The grassroots recovery movement is innovative, responsive, and progressive – and it often cuts across party lines. By keeping the focus on our mission, we’ve been able to accomplish a lot. There is still much more to do. The death toll continues to rise. And yet, the opioid epidemic is not acknowledged as what it is: the largest public health crisis we face today. It’s claimed more American lives in this year alone than the entire Vietnam war.

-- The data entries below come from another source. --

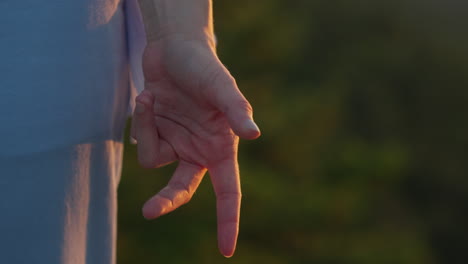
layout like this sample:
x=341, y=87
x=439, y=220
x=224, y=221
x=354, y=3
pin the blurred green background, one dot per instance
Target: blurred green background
x=364, y=154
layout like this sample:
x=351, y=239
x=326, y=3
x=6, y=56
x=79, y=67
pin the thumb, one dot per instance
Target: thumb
x=229, y=100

Lobbyists and advocates have accomplished so much over the last decade in destigmatizing substance use disorder, finding a place at the bargaining table, and focusing on health care and human rights. While nonprofits, families, and communities fill in the massive gaps left by inhumane public policy, we must keep calling on legislators to catch up.
We’re light years ahead. And yet, for some people and their families, we’re already too late.
Ryan Hampton is an outreach lead and recovery advocate at Facing Addiction, a leading nonprofit dedicated to ending the addiction crisis in the United States.